Ezra Furnam at the Nelsonville Music Festival 2015

– Volviendo a tu música, tenés mucho del rock & roll de la vieja escuela, ¿te propusiste sonar así?
– Toda mi música surge, justamente, de escuchar muchas otras músicas. A veces descubro algo nuevo para mí y veo que hay algo para explorar allí, luego trato de hacer algo que no se haya hecho todavía.

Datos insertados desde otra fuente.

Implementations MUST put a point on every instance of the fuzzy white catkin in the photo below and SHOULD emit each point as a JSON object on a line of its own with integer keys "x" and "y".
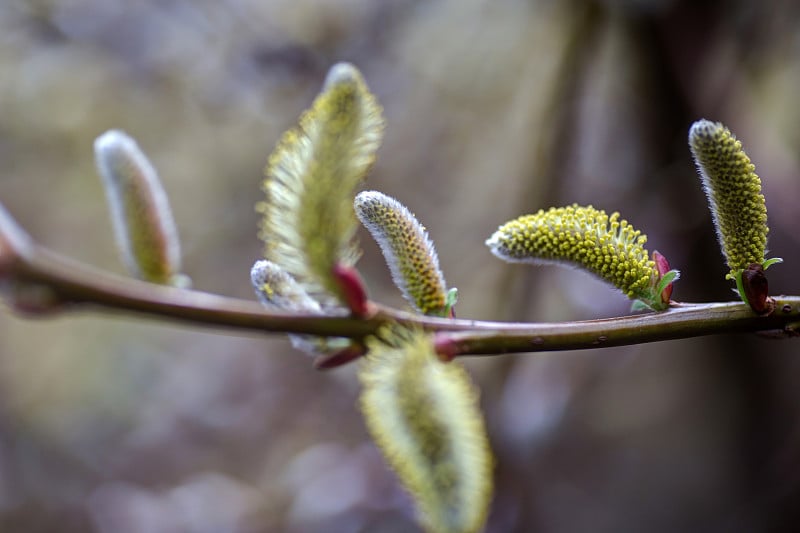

Las canciones que hago realmente no se habrían escrito en los cincuenta o en los sesenta, son actuales pero incluyo un poco de influencia más vieja para hacerlas sonar más bien atemporales.

 

– ¿Qué lugar ocupás en la historia del rock & roll?
– Está claro que hoy estamos muy influidos por Internet, podés encontrar muy fácilmente una canción rarísima en YouTube. Treinta años atrás tenías que ser un coleccionista loco para poder escuchar toda la música que yo escuché, tenías que gastarte un montón de plata. Yo simplemente pasé horas en la Web y ahí estaba todo para mí. Así pude acceder a mucha música que no es fácil de encontrar, buscando. En ese sentido, creo que somos una banda muy de nuestro tiempo, de la era de Internet. Yo quiero ser uno de los mejores compositores de todos los tiempos y mejorar día a día, esa es mi verdadera meta.